For the main effects model estimated here, the effect of each attribute is assumed orthogonal to the effect of all other attributes with no quantitatively important interactions between attributes. While we were restricted to estimating main effects, it is possible that quantitatively important interactions may exist between health and one or more of the non-health attributes. Specifically, it might be the case that some of the marginal effect of incremental effectiveness on the latent dependent variable has been picked up in the coefficients on the age group and cure/prevention dummies. All else being equal, we would expect interventions targeting young children to save more LYs per life saved than interventions targeting the elderly. Likewise, respondents may have valued curative interventions more highly than preventative interventions because they thought the threat to life more immediate in the case of a curative intervention (implying that a curative intervention would save more discounted LYs per life saved than a preventative intervention). Any interactions along the lines described above are not separately identifiable from the main effects using the main effects-only design employed here.

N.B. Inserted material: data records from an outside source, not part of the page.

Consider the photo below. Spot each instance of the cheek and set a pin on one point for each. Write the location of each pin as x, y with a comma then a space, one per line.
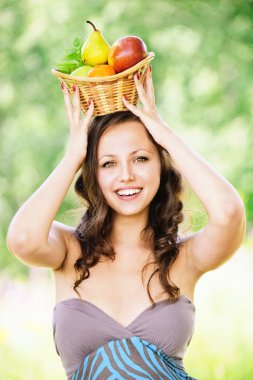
104, 180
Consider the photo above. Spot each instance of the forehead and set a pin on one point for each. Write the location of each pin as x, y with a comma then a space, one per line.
125, 136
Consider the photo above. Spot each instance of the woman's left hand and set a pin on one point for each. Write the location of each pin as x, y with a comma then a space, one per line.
148, 114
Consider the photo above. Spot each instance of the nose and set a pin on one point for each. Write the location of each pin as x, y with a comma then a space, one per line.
126, 173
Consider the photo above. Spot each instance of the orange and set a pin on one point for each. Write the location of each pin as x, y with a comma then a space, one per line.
101, 71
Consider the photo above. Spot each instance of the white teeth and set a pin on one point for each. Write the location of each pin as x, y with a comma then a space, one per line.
129, 192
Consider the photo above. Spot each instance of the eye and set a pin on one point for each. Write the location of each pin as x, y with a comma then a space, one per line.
107, 164
142, 158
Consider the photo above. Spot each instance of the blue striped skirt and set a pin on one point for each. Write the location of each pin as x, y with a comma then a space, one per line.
131, 358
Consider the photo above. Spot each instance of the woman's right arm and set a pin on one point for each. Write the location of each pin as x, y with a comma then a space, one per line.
34, 236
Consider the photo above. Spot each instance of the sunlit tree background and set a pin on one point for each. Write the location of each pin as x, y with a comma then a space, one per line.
204, 88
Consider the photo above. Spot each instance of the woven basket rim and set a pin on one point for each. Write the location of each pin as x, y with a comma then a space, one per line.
108, 78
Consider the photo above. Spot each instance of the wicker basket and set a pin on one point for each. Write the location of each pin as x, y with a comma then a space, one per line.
107, 92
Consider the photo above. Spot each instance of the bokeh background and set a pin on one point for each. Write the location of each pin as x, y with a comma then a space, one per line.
204, 88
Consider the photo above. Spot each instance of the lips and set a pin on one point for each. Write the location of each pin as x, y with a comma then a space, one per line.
129, 188
129, 197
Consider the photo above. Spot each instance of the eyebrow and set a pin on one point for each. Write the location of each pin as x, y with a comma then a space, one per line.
130, 154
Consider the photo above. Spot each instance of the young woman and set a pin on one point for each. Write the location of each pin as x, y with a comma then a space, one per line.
124, 276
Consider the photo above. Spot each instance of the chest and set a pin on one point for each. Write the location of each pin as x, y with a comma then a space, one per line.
120, 290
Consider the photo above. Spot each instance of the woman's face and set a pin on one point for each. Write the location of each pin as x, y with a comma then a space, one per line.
128, 162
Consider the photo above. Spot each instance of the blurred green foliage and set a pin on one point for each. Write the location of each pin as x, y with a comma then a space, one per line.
202, 75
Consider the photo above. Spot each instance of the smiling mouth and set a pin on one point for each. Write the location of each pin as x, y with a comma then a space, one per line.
128, 196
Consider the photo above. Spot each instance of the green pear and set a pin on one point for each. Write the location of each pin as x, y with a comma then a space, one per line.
95, 49
81, 71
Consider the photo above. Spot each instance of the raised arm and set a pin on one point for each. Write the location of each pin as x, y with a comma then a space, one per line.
33, 235
224, 232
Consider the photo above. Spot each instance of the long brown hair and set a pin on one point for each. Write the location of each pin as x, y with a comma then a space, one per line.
165, 211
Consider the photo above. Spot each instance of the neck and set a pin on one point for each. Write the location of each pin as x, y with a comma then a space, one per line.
126, 233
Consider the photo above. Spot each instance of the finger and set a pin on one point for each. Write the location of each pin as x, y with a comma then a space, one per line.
87, 117
149, 87
135, 110
141, 93
76, 105
67, 102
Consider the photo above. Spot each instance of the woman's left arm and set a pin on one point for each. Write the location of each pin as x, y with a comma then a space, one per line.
224, 232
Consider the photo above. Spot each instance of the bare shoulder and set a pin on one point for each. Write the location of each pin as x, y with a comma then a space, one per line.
181, 272
72, 245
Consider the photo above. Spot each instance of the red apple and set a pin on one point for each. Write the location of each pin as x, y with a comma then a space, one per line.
126, 52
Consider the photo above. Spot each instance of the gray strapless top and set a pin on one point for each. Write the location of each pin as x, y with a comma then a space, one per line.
80, 327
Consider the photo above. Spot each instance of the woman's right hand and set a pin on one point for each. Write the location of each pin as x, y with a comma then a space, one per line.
78, 126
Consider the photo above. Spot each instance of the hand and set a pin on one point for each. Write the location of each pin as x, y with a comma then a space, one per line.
78, 141
148, 114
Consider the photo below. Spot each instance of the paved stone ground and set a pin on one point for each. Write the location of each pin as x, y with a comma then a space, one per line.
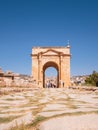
47, 103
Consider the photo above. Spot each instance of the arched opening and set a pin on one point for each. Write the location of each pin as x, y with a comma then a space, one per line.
50, 75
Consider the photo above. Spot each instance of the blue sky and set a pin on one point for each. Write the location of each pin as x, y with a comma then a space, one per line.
28, 23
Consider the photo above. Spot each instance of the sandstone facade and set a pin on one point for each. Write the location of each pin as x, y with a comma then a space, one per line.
57, 57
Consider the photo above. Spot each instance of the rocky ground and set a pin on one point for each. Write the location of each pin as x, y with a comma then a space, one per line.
50, 109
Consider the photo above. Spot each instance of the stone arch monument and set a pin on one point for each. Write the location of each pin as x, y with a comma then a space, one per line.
57, 57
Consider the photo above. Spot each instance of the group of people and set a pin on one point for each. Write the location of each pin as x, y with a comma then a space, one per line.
50, 85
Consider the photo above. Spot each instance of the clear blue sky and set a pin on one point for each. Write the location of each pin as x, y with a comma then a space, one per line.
28, 23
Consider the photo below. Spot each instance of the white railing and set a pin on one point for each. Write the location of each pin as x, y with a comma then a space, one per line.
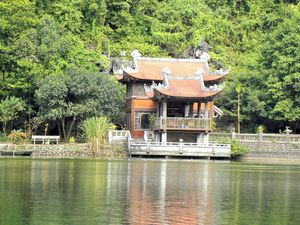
118, 135
293, 138
181, 123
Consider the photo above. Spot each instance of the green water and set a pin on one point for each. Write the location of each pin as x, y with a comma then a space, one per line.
60, 191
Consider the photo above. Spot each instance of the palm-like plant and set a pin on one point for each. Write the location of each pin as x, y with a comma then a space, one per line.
96, 131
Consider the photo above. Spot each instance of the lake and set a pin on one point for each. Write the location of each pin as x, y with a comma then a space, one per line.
138, 191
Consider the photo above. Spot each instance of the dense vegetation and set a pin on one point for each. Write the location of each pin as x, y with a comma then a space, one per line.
53, 54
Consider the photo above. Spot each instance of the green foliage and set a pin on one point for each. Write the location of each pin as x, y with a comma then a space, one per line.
10, 108
17, 136
95, 131
237, 149
78, 94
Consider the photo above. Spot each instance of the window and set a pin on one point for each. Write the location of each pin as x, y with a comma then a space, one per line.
142, 120
145, 121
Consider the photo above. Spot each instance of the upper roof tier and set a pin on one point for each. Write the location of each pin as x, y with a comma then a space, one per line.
152, 69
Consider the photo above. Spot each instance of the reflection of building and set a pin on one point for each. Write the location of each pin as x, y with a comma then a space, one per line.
157, 196
172, 97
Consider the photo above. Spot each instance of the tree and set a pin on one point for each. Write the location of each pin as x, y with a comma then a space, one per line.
280, 61
78, 94
9, 110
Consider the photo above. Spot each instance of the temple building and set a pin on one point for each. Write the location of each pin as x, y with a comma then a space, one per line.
171, 98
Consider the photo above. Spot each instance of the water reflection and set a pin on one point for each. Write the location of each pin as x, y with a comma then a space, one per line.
147, 192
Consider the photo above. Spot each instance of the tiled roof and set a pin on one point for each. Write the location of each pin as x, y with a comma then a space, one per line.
152, 69
186, 89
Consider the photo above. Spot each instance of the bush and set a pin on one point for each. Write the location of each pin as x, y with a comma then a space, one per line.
17, 136
3, 137
96, 132
237, 150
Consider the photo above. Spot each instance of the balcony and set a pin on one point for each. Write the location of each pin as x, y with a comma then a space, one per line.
181, 123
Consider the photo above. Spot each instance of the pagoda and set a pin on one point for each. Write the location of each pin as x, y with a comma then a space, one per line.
172, 98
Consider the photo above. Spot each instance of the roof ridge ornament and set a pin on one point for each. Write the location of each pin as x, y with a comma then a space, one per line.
135, 54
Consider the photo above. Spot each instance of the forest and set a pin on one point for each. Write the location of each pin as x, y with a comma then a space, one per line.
55, 57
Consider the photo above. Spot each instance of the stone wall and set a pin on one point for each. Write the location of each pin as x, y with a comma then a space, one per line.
68, 150
265, 145
272, 150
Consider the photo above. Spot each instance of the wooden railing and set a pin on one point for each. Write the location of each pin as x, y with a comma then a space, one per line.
181, 123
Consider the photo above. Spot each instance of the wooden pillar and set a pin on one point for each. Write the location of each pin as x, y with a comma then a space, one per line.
186, 110
191, 113
164, 117
158, 109
206, 110
199, 110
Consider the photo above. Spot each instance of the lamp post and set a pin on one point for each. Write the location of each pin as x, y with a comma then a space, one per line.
238, 89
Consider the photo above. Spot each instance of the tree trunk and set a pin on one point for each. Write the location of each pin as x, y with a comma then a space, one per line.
71, 128
63, 127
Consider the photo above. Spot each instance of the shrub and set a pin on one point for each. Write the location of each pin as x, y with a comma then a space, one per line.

While marginal effects for age/life-stage dummies in the lives saved model may be partly attributable to capacity to benefit, marginal effects from the LYs saved model were consistent with a preference for interventions targeting young children and young adults even after correcting for duration of benefit. Marginal effects also suggested a weaker preference for interventions targeting young children and young adults in the life-years saved model than in the lives saved model. Note that this is exactly what we would expect to happen after controlling for the higher weight attached to saving the lives of those with a longer life-expectancy. After expressing incremental effectiveness in terms of life-years rather than lives saved, the higher weight attached to saving the lives of those with a longer life-expectancy is picked up by the Effect(B – A) variable and the marginal effect on Effect(B – A) must be multiplied by life-expectancy when calculating willingness to pay. Marginal effects from the life-years saved model are broadly consistent with age-based distributive preferences reported elsewhere [3, 4, 41] but give greater weight to the lives of children than the life-cycle model of net productive contribution to society that underpins the DALY (disability-adjusted life-year) age-weights .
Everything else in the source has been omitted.